The very last thing I want to do is to criticise them or even say, well you need to work on this and this and this because it's overwhelming and unhelpful and depressing. Conversation Exchange has been curious in this respect.  Often people say they want you to correct their English; being fairly literal-minded I have taken this, for months and months at face value.  But I suspect the reality is more often that they just want to speak.  People, I find, will ask you, if they are unsure and if they really want to know.
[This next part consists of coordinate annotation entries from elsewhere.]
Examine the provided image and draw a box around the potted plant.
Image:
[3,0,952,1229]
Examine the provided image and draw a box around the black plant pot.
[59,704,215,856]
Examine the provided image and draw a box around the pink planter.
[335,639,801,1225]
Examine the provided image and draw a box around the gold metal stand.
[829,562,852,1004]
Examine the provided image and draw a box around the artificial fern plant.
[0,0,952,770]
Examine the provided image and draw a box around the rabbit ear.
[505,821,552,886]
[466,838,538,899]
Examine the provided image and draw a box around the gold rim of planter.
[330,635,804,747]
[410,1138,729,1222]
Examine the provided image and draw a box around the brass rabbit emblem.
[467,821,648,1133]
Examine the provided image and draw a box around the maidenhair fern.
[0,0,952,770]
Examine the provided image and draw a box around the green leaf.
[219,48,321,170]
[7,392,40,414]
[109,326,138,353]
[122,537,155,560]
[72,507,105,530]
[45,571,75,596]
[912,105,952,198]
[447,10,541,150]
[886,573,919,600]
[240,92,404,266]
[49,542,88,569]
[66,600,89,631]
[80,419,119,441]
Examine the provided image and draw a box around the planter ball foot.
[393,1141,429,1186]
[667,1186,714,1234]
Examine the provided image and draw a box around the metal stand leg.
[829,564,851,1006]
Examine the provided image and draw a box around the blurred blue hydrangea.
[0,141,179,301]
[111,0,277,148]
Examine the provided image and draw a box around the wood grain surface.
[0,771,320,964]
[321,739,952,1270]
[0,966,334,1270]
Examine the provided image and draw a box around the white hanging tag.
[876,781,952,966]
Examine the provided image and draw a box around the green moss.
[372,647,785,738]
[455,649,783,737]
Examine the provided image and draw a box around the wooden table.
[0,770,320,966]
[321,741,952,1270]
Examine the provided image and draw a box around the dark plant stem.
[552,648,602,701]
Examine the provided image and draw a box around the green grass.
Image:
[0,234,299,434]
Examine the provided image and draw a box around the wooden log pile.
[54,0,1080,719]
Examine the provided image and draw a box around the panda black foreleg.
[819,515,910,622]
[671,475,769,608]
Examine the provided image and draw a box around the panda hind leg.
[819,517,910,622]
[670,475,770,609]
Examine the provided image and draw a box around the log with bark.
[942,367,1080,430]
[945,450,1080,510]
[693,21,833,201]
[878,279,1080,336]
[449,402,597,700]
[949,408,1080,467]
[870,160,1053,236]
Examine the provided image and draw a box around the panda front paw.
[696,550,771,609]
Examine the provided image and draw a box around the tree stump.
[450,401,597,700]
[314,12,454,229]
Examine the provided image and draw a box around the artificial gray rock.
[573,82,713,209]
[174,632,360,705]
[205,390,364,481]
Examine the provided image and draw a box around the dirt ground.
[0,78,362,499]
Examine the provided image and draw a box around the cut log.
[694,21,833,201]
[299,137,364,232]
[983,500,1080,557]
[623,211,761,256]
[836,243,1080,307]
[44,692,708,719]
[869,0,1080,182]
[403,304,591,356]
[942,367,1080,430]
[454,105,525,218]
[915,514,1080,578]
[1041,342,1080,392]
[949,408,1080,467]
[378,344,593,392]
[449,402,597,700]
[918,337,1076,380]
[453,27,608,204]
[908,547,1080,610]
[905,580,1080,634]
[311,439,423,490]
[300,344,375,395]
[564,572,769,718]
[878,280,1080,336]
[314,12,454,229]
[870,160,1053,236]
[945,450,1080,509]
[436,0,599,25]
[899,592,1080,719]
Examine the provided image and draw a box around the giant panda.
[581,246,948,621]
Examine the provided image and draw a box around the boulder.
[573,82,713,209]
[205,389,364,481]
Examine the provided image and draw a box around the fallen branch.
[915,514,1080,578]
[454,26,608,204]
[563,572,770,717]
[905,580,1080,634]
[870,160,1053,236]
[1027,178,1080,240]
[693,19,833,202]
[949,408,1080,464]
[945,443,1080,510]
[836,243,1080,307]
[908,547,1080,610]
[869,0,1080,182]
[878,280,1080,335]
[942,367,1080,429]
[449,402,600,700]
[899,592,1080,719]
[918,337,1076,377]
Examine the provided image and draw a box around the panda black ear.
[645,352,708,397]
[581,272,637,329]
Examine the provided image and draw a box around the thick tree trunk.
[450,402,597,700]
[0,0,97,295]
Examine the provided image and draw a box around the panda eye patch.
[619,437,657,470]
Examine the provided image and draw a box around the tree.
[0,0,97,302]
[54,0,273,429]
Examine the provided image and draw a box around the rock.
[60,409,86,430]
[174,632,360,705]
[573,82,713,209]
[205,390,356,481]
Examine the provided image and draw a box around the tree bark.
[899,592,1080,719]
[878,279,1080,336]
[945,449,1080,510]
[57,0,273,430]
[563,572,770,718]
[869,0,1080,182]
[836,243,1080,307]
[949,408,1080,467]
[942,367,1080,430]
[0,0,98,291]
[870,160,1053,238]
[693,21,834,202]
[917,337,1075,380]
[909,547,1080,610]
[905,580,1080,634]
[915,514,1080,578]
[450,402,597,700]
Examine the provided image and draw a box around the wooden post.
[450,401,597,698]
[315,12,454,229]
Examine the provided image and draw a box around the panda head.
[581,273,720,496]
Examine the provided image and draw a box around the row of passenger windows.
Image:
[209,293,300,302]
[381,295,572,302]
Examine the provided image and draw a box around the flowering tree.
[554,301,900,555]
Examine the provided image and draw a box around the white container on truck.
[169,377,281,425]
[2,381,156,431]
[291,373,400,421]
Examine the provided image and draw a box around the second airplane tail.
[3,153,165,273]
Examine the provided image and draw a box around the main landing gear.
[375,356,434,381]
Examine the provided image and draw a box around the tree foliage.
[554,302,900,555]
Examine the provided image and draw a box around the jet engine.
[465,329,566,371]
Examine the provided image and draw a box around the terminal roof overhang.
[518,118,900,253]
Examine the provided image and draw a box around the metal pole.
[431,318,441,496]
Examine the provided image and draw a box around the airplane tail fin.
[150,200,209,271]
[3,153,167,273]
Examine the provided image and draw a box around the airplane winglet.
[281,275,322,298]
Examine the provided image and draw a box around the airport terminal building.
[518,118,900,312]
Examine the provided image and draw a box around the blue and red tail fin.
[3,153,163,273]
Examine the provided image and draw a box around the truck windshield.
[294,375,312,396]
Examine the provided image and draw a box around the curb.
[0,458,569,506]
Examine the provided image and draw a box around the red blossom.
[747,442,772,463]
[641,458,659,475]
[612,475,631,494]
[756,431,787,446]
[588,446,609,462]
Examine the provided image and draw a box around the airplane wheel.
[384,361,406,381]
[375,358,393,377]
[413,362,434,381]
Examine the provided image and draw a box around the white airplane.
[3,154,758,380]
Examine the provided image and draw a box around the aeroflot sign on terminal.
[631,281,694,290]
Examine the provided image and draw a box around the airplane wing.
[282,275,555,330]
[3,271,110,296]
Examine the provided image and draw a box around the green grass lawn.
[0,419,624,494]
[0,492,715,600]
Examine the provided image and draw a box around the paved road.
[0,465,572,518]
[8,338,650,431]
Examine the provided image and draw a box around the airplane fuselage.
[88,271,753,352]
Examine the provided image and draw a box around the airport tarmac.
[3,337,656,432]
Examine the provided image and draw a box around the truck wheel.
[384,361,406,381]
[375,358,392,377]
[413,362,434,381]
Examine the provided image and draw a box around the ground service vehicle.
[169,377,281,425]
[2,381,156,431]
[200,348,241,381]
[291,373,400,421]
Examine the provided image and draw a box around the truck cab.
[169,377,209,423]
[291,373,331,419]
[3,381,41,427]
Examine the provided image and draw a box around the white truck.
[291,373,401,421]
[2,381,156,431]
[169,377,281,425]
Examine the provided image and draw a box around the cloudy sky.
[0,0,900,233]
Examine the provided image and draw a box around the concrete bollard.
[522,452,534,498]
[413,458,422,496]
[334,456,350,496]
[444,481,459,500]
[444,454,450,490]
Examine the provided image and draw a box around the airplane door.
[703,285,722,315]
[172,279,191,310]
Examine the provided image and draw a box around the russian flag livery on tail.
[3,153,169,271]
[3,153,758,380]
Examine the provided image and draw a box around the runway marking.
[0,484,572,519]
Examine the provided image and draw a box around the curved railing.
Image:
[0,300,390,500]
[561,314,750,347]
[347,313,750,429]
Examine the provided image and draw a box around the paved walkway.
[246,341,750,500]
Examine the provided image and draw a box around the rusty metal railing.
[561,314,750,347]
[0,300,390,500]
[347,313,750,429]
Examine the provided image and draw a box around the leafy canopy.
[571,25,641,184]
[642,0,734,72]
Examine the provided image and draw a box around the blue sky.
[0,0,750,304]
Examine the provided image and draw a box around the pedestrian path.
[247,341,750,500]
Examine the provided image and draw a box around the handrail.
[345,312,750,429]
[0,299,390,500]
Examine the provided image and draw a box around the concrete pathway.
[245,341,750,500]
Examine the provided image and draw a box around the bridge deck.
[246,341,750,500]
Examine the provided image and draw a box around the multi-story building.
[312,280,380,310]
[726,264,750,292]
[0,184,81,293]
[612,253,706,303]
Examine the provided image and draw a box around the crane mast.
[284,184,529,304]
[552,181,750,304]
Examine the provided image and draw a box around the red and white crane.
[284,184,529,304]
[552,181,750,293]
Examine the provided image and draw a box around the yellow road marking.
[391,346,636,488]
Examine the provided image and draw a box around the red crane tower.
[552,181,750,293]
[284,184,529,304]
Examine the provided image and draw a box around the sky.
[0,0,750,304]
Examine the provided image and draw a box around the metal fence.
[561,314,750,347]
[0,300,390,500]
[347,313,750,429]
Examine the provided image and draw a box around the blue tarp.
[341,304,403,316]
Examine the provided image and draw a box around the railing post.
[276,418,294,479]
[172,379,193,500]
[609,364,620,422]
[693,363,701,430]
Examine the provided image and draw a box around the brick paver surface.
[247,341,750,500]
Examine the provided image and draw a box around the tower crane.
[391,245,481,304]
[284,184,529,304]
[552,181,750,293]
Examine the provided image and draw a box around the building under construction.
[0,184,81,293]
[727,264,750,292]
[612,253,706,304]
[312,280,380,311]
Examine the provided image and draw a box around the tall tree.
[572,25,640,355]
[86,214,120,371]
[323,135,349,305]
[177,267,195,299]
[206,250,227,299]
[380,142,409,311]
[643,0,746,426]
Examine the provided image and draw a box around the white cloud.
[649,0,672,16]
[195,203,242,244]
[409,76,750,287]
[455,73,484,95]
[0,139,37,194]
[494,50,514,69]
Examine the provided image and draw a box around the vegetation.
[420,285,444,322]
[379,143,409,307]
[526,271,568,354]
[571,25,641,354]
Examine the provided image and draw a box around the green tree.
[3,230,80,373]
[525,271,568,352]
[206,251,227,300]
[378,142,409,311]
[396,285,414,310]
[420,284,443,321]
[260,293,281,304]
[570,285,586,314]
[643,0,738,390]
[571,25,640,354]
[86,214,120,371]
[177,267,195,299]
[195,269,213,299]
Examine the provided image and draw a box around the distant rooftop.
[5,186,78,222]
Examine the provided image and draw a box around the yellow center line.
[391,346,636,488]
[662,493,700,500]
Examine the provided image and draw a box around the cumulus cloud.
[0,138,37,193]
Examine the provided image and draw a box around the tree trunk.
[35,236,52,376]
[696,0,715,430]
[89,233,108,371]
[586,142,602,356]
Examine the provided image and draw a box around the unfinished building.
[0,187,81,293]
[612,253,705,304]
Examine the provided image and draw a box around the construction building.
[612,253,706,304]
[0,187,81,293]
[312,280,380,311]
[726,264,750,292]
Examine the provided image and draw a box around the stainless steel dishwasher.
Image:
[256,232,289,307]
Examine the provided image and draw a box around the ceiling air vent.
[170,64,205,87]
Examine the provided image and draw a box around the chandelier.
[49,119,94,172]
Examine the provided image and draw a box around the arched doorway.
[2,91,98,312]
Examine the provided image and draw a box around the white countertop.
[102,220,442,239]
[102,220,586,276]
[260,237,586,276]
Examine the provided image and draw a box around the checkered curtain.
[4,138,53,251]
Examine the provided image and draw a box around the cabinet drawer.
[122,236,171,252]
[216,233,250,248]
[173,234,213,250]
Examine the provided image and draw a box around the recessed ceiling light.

My mother was a great practitioner of the power of praise, and there is no one you could call less patronising. To praise without patronising is a sublime art. There is always good stuff and that is where I go from when new people rely on me.  People, when they are new to something feel good, from praise and it can be as subtle as a smile or a nod.  But if you are in work situations where you are obliged to "give feedback", there is a saying in primary school:  "two stars and a wish" - two good things and something to work on.  I find this good advice applies across the decades.

Feedback is a vexed and complex subject.  Academic theory shows that is can be be the most valuable tool for development but this is a blunt comment - it depends who you are talking to.  Hints, faint suggestions, people who know more than me taking time to ask me questions which get me thinking have been among the most powerful forms of feedback for me, personally. Unwanted feedback, feedback you are obliged to accept to "progress", from people you don't know, or worse, still, don't esteem is one of the vilest things.  Worse still is when you have to contort yourself to prove you have taken on board and changed things about yourself or your work to fit these people's perceptions of what you should do or should be. It is an extreme form of control.

Feedback assumes an inequality, someone "knowing better", which is a phrase that ought to send shivers down the spine, and in my experience that explicitness does not help human relations.  It is the people with most experience and from whom we can learn most who have least to say, least to prove, least need to give feedback, who are more inclined to answer questions, or rather, to ask them, rather than to give unsolicited advice.  Sometimes, they won't even give solicited advice, a clue that the question is wrong, or even that it is not the moment for it. We choose our best mentors, mutually, or they happen to us, fortuitously, almost like grace.

With things like dancing tango, which is so much not about feedback and analysis, but about sensation and feeling, anything, including feedback, that makes you think, is not likely to be helpful, however much you are convinced, as a neophyte, that you need it.  Mostly, what is needed, is more listening, more awareness and simply, more time.  Mostly, what is needed, is patience.